New Delhi, January 8
The winter chill was no dampener for scores of Binayak Sen’s supporters who flocked the India Habitat Centre this morning to make a point: “Binayak was unjustly convicted, there was nothing seditious in passing on letters because he never preached violence”.

Among the pro-Binayak voices one heard today, Nobel Laureate Amartya Sen’s was the shrillest, the loudest. In Binayak’s life sentence (handed down by a Raipur sessions court on December 24 last) for sedition, the noted economist saw the Indian state’s inability to engage with the matters of equity.

So he slammed it as “unjustifiable” and one that raised questions about India’s democracy and its legal framework. His argument was rather plain: “Tomorrow I may be sued for sedition for contents of a letter someone asks me to post”.

Sen appeared indeed anguished at the turn of events in the apparently most-debated case of this decade, and while excusing himself for second-guessing the courts (the matter being sub-judice), he called the judgment a “miscarriage of justice” and hoped it would “fail the test of higher judiciary”.

“There was no sedition committed in my view, there are no indications to suggest that Binayak was involved in violence or preached violence. If anything can be seen from his writing, he was against sedition,” Amartya Sen felt, speaking also for writer Arundhati Roy who earlier invited similar charges, escaping a case.

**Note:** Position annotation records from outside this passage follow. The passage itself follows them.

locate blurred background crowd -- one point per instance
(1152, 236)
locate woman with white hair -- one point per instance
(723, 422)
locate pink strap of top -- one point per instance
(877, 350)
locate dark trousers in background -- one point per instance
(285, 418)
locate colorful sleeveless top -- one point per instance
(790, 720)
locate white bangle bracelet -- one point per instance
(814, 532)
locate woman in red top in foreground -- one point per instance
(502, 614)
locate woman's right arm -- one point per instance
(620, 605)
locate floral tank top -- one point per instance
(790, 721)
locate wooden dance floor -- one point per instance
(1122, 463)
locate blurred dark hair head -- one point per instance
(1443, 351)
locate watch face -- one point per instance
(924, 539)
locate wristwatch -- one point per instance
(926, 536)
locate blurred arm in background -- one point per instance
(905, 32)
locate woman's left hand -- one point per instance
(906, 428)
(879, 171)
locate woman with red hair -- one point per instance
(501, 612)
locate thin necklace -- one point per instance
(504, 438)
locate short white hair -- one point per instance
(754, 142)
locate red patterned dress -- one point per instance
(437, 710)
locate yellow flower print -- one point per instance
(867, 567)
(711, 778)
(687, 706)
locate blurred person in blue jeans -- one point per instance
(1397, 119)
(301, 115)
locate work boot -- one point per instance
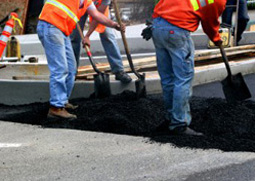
(123, 77)
(55, 112)
(71, 106)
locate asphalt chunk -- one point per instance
(228, 127)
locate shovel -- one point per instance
(234, 86)
(140, 82)
(101, 80)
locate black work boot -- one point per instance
(123, 77)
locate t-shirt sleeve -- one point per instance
(91, 6)
(106, 2)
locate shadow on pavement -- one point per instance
(226, 127)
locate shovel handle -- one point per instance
(124, 39)
(225, 59)
(87, 49)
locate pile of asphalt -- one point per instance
(229, 127)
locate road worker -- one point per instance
(243, 17)
(56, 22)
(108, 41)
(172, 23)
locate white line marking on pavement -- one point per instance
(10, 145)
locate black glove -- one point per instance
(147, 32)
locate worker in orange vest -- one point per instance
(172, 23)
(56, 22)
(108, 41)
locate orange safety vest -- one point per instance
(101, 28)
(64, 14)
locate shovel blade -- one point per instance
(140, 87)
(235, 89)
(102, 85)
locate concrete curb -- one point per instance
(20, 92)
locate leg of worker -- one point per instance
(164, 63)
(76, 39)
(72, 68)
(165, 69)
(112, 50)
(243, 19)
(179, 46)
(53, 41)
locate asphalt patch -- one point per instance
(228, 127)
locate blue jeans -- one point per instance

At the heart of the economist’s thesis was this thought: “In a democracy, one is not obliged to voice only patriotic sentiments”. In saying so, he also exonerated Arundhati, another intellectual seen sympathising with Naxals. Interesting, however, was to see that in this thought, Amartya Sen was not alone. He had support from Soli Sorabjee, the illustrious jurist who described the Raipur court judgment as “worrying”. Together the duo hailed Binayak’s work in rural healthcare, so also the first book on his life that they had come to support (Amartya Sen released it earlier). Published by Rajpal and Sons and authored by documentary filmmaker Minnie Vaid, “A Doctor to Defend: the Story of Binayak Sen” covers in 240 pages the life of this Christian Medical College, Vellore, graduate who sidestepped a comfortable future to serve in tribal Chhattisgarh where he touched lives, made a difference and attracted the so-serious charge of sedition.